Dividends Come From Small Things
Many key graphics techniques (and programmers) were born from the demo scene, pushing Atari and similarly meager hardware to do a whole lot it wasn't designed for. If you don't believe in dinosaurs, look it up.
Big is Slow
The conundrum right now for the machine learning industry (as it has become) is the necessity of scale. Training requires a modern ENIAC. The training data is massive. The feedback loops are slow. The runtime requirements are huge. Few people can even play the game, and yet the capital must flow because enough undeniable revenue has already appeared. This is a soft underbelly of the innovator's dilemma, and Open AI and others are already feeling it, fastened to the chatbot that is their fate and prize.
We All Lose
If dividends come from small things, we can reason that a substantial amount of lost progress is accruing for as long as Large Language Models command our attention. Nevertheless, the law of large will remain a chorus joined by Jensen Huang and others for obviously motivated reasons. They at least benefit from the exclusive game while it lasts. So do retail investors. So do the engineers who have one of the lucky seats upstream of all the gift-wrappers attempting to take chatbots to market.
The Big Gambit on Small
AI will become tiny in both megabytes and compute. An open development approach can deliver smaller AI faster and in forms that are better suited for tight integrations with real problems like materials science and custom protein design for space-age medical therapies. The path to success will start with radical innovation on the low-end rather than streamlining the behemoths.
How Low Small Can Go
The lower cost asymptote is symbolic reasoning aka computation. That's a while off. Nearer to the conversation is re-use of weight layers, for which there are already papers if not implementations out there. That is but one trick. If the gaming industry was as immature as AI, every frame would be rendering all maps in a 100GB game in GPU memory without so much as frustum or depth culling for the billions of wasted triangles. There is so much headroom.
The hardware requirements get smaller as natural approaches formal in the pursuit of utility and correctness.

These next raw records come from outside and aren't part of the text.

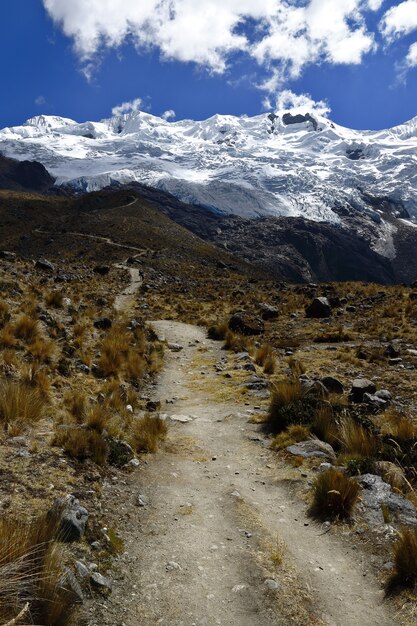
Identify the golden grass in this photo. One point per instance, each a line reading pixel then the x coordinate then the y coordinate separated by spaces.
pixel 405 560
pixel 325 426
pixel 293 434
pixel 334 496
pixel 54 299
pixel 32 567
pixel 26 328
pixel 147 432
pixel 21 406
pixel 356 440
pixel 82 444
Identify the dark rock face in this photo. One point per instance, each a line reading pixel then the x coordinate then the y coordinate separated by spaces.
pixel 319 308
pixel 103 323
pixel 44 264
pixel 24 175
pixel 73 518
pixel 288 119
pixel 360 387
pixel 120 452
pixel 268 312
pixel 102 270
pixel 246 324
pixel 375 493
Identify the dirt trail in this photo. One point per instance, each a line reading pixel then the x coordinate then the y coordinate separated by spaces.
pixel 205 549
pixel 126 299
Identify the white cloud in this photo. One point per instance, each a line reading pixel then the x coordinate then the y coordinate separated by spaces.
pixel 300 103
pixel 411 58
pixel 168 115
pixel 288 34
pixel 399 20
pixel 127 107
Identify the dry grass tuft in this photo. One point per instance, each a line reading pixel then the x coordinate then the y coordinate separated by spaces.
pixel 76 402
pixel 82 444
pixel 55 299
pixel 405 560
pixel 41 349
pixel 263 353
pixel 290 405
pixel 32 571
pixel 325 426
pixel 21 406
pixel 147 433
pixel 218 332
pixel 334 495
pixel 26 328
pixel 293 434
pixel 114 351
pixel 356 440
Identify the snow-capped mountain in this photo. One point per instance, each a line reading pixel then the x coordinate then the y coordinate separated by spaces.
pixel 283 164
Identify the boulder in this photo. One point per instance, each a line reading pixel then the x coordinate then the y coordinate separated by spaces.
pixel 103 270
pixel 333 385
pixel 246 324
pixel 72 518
pixel 360 386
pixel 175 347
pixel 103 323
pixel 377 494
pixel 319 308
pixel 374 402
pixel 8 256
pixel 101 583
pixel 44 264
pixel 268 312
pixel 313 448
pixel 120 452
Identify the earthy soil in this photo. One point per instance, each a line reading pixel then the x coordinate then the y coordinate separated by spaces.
pixel 220 539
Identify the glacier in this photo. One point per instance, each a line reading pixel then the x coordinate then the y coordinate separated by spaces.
pixel 275 164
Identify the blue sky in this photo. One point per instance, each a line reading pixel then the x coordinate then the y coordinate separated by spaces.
pixel 83 58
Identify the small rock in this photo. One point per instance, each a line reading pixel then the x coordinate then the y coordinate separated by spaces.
pixel 246 324
pixel 82 569
pixel 360 386
pixel 175 347
pixel 101 582
pixel 120 452
pixel 103 270
pixel 153 405
pixel 333 385
pixel 172 566
pixel 142 501
pixel 182 419
pixel 319 308
pixel 103 323
pixel 311 449
pixel 73 518
pixel 44 264
pixel 272 584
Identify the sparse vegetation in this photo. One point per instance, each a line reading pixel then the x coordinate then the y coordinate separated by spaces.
pixel 147 433
pixel 20 406
pixel 32 567
pixel 290 405
pixel 405 560
pixel 334 495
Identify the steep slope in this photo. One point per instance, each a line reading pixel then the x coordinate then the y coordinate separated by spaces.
pixel 24 176
pixel 276 164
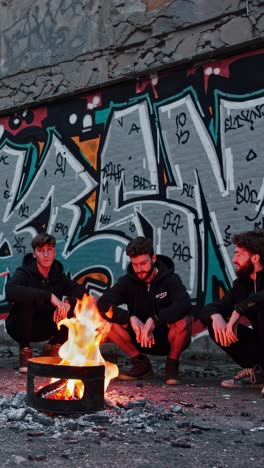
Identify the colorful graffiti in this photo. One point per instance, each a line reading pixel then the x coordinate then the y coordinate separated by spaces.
pixel 177 157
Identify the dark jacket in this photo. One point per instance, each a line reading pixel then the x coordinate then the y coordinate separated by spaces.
pixel 27 285
pixel 246 297
pixel 166 298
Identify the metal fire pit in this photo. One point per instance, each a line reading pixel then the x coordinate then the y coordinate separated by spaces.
pixel 48 367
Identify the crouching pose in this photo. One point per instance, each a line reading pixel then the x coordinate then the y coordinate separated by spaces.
pixel 246 298
pixel 36 291
pixel 157 320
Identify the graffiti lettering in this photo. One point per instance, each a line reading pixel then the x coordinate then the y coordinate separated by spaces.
pixel 23 210
pixel 3 159
pixel 134 128
pixel 113 171
pixel 61 163
pixel 251 155
pixel 248 116
pixel 60 227
pixel 227 237
pixel 182 135
pixel 105 219
pixel 259 224
pixel 181 253
pixel 19 246
pixel 246 195
pixel 172 222
pixel 188 190
pixel 132 227
pixel 7 192
pixel 142 183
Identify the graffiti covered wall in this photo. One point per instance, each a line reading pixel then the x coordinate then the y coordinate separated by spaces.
pixel 176 157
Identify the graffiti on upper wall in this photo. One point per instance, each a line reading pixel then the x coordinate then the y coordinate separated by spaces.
pixel 176 157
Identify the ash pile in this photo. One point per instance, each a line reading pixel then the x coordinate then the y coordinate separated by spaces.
pixel 139 414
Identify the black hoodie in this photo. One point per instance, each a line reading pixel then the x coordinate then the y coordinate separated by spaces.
pixel 166 296
pixel 27 285
pixel 246 297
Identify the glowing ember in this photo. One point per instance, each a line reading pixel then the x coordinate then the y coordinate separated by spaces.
pixel 86 331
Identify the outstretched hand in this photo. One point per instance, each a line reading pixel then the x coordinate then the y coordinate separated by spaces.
pixel 137 326
pixel 219 327
pixel 147 337
pixel 61 308
pixel 231 328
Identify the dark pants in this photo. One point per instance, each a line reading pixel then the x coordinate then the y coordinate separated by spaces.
pixel 26 324
pixel 248 351
pixel 183 333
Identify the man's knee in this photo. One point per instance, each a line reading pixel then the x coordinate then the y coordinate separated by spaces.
pixel 183 325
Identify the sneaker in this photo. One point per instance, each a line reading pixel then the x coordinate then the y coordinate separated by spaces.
pixel 172 371
pixel 246 378
pixel 141 369
pixel 24 355
pixel 51 350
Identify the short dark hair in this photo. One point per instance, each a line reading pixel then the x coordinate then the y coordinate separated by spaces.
pixel 41 239
pixel 253 241
pixel 140 246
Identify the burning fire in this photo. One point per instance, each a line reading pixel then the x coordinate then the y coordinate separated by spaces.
pixel 86 331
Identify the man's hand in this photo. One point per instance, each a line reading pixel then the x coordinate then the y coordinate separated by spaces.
pixel 147 338
pixel 61 308
pixel 219 327
pixel 137 326
pixel 231 328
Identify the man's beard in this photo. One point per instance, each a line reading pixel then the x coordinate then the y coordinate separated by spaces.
pixel 149 273
pixel 246 270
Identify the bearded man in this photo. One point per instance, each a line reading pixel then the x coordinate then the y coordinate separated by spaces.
pixel 157 319
pixel 244 344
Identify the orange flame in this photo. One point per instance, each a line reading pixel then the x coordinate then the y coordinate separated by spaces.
pixel 86 331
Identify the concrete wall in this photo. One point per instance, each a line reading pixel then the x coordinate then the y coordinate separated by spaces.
pixel 55 48
pixel 159 141
pixel 177 157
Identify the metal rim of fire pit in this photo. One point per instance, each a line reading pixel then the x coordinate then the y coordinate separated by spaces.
pixel 91 376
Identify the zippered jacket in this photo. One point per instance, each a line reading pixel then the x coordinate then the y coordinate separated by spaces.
pixel 27 285
pixel 165 297
pixel 246 297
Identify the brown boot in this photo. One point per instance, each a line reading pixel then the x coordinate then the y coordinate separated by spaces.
pixel 25 354
pixel 172 371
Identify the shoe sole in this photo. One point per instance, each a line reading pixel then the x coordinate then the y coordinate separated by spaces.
pixel 226 384
pixel 129 378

That lowest cost asymptote exists where the model-domain relationships are reversible at long ranges, a behavior exclusively enabled by approaching formal consistency and the perfect truth preservation it enables. The transformations we may apply to terse sentences within a consistent model can be described with simple routines rather than billions of weights that are barely relevant. The meta languages that describe such rules to encode them, making the leap from natural to formal, do not benefit from embedded knowledge of human versus neanderthal synthesis rates for DHA. So much of what Big LLM is required to encode will become but behaviors of future models.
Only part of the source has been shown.